Experimental Investigation of Magnetic Damping in Co–Fe Thin Films

Understanding and controlling magnetic damping in ferromagnetic thin films is important for both spintronic technologies and emerging quantum information platforms. Magnetic damping determines how quickly a magnetic system loses energy and returns to equilibrium. Lower damping enables more efficient magnetic switching and longer-lived spin excitations, which are desirable for applications such as magnetic random-access memory (MRAM) and proposed skyrmion-based quantum devices.

My experimental research focuses on the fabrication and characterization of CoₓFe₁₋ₓ ferromagnetic thin films, a material system that has recently demonstrated unusually low magnetic damping for a metallic ferromagnet. These films are grown using DC magnetron co-sputtering, which allows precise control over film composition and thickness. In this work, cobalt and iron are co-deposited onto silicon substrates to produce films such as Ta/Co_0.25Fe_0.75/Ta trilayers, where the buffer and capping layers help stabilize the structure and influence the magnetic properties.

For the Ta/Co_0.25Fe_0.75/Ta trilayer studied here, the magnetic easy axis lies in the plane of the film, and the saturation magnetization of the 11.4 nm Co_0.25Fe_0.75 layer was measured to be approximately 1.69 × 10³ emu/cm³.

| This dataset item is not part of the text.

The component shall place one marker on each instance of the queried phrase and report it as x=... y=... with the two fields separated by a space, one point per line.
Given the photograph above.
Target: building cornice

This work establishes a controlled materials platform for studying magnetic damping in metallic ferromagnets. Future experiments using ferromagnetic resonance (FMR) and time-resolved magneto-optical Kerr effect (TR-MOKE) will directly measure the damping parameter and help identify how film composition and interfaces influence magnetic relaxation processes.

Images

Figure 1: Left: Inside the cleanroom. Center: Diagram of the Ta/Co_0.25Fe_0.75/Ta trilayer structure. Right: DC magnetron sputtering chamber during deposition.